Candida Höfer, Wolfgang Tillmans antecedem Jorge Molder (ao qual se segue uma Aurélia de Sousa e uma Lourdes Castro, aqui, vá se lá saber porquê, apesar do núcleo dizer respeito ao Corpo e Representação) e somam e seguem Zhang Huan e Thomas Ruff. Nota para a “Napolitana”, um óleo de Henrique Pousão de finais do século XIX, algumas estrelas da fotografia como Nan Goldin ou Erwin Wurm, e os três Cabinet d’Amateur, quais mosaicos das mais variadas boas origens: Bill Brandt, William Eggleston, Paulo Nozolino, Lewis Baltz, Paul den Hollander ou António Júlio Duarte, por exemplo, num primeiro tempo; Gary Winogrand, Manuel Alvarez Bravo, Francesca Woodman e Elliot Erwitt, num segundo momento; e num terceiro, por exemplo, Lee Freedlander, Sandy Skoglund e Stephen Shore. A não perder.

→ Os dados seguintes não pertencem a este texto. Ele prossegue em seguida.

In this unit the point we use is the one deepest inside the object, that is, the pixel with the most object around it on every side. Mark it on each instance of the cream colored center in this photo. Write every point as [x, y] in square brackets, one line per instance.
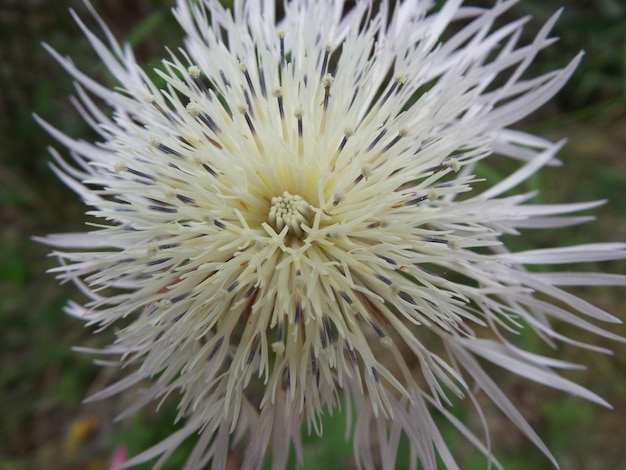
[290, 211]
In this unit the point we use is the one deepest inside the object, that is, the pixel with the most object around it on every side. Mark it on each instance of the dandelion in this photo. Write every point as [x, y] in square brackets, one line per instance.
[289, 223]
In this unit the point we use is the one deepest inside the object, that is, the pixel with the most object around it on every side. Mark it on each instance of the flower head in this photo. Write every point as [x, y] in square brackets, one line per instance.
[290, 222]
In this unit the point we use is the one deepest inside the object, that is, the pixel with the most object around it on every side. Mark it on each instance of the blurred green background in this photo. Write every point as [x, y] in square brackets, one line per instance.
[42, 382]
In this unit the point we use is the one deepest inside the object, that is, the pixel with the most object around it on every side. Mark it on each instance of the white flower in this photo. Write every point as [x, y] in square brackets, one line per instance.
[290, 222]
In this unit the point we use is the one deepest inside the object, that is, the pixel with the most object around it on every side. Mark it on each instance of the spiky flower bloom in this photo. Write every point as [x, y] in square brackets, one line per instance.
[288, 222]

“Pintura de Histórias”, de Júlio Pomar
Ateliê-Museu Júlio Pomar, Lisboa, até 2 de outubro
Entra-se e a pintura engole-nos, voraz. São as cores, os materiais, os grandes formatos, as narrativas. Na sala e na mezzanine que compõem o espaço expositivo do Ateliê-Museu estão cerca de 40 pinturas e quatro décadas de trabalho, dos anos 80 aos dois mil. São séculos de histórias, as histórias que fazem parte do imaginário do pintor, mas também do nosso, são as histórias dos livros, das gravuras, dos quadros, os mitos e lendas que criaram o mundo, os grandes referenciais da cultura dita ocidental.

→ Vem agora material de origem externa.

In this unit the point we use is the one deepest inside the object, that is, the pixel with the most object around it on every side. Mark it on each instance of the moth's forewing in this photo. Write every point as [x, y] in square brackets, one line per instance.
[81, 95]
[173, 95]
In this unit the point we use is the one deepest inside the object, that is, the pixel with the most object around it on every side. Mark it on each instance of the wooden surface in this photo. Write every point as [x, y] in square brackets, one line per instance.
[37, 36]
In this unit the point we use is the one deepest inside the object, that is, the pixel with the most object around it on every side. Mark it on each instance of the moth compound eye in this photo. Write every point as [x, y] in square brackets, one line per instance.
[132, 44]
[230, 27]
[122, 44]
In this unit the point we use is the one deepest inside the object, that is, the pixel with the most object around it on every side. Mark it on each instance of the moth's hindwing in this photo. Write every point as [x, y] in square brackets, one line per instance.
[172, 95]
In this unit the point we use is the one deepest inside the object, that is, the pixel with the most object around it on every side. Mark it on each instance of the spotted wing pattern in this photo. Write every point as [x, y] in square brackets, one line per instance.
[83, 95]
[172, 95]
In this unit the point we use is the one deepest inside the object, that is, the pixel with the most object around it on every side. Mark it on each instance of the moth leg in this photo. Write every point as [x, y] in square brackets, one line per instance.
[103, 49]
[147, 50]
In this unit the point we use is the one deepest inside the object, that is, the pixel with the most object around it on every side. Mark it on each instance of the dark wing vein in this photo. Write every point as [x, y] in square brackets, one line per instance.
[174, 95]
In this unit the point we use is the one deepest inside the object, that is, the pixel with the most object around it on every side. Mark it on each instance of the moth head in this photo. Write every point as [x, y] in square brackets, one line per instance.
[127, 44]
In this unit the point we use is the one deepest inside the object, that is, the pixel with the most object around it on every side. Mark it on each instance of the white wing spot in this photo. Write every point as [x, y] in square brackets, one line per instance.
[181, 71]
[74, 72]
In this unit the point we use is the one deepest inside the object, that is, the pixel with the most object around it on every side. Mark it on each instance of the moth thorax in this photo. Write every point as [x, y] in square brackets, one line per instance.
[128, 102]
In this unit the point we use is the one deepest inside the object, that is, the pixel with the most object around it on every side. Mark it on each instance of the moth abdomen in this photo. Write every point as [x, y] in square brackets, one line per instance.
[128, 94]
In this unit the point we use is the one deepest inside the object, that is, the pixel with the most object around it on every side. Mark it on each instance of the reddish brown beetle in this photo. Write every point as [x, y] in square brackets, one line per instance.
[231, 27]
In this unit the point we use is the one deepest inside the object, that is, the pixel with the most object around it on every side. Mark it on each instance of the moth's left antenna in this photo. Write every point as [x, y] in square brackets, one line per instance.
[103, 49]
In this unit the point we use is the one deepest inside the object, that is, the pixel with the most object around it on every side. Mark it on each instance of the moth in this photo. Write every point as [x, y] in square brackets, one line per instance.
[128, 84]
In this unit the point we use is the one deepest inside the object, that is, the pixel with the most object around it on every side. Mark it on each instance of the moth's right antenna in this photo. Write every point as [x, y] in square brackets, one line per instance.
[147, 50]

Possantes azuis, vermelhos, laranjas, amarelos misturam-se em figuras mitológicas, que vão das sereias aos touros, cabras, cavalos, mulheres de outras geografias, sensualidade robusta que se agarra a outras referências, não só da cultura erudita, mas também da popular: da mais expressiva Virgem e o Menino, qual “La Via Lactea”, de Rubens, ao Rato Mickey, da Disney. O Centauro, D. Quixote e Sancho Pança, Ulisses, Diana e Ácteon, Europa, Eva, Adão e a Serpente, estão lá as alegorias e o traço inconfundível de um artista que gostava da narrativa e de com ela nos baralhar. Não só para baralhar, mas também para ensinar, sobretudo os mais jovens.

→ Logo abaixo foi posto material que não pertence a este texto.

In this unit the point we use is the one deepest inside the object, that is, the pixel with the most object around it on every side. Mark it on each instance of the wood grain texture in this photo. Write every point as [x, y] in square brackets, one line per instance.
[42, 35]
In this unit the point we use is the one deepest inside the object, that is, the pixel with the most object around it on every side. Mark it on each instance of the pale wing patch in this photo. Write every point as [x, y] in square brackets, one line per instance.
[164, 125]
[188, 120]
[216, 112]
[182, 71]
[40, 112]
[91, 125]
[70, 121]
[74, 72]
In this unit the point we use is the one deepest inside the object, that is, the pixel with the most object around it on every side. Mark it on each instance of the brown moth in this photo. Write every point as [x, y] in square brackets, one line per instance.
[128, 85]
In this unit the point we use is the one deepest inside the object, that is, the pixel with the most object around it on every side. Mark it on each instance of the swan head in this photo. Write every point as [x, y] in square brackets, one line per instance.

Lourdes Castro entre amigos
Galeria Ratton, Lisboa, até 29 de julho
Uma joia de exposição. Assim se pode traduzir esta pequena mostra numa galeria que historicamente se relacionou muito com a artista recentemente falecida. Composta por apontamentos artísticos de vários dos autores que com Lourdes Castro se relacionaram, a exposição põe em destaque a simplicidade delicada do seu trabalho, vai buscar o seu eterno jogo de sombras para o suporte do azulejo — a cerâmica é, de resto, o material de eleição da Ratton –, e permite-se colorir a vida de quem olha as suas obras com uma ingenuidade inquietante, da qual tudo renasce com o sabor da beleza.
De René Bertholo, com os seus “Anjo e Anja” absolutamente deliciosos (na foto), a Júlio Pomar com o seu “Gato Músico” a namoriscar as preciosas “Grinaldas” de Lourdes Castro, a Jan Voss, João Vieira ou Costa Pinheiro e os seus “Cavalinhos da Armada de D. Sebastião”, todos do célebre grupo KWY, a António Dacosta ou a Jorge Martins, e ainda a Pedro Morais. Esta coletiva é enriquecida por um vídeo de 25 minutos da autoria de Teresa Martha realizado no início da década de 80 sobre o Teatro de Sombras de Lourdes e Manuel Zimbro, uma espécie de making of espantoso de tão frágil levado a cabo em casa dos dois artistas em Paris.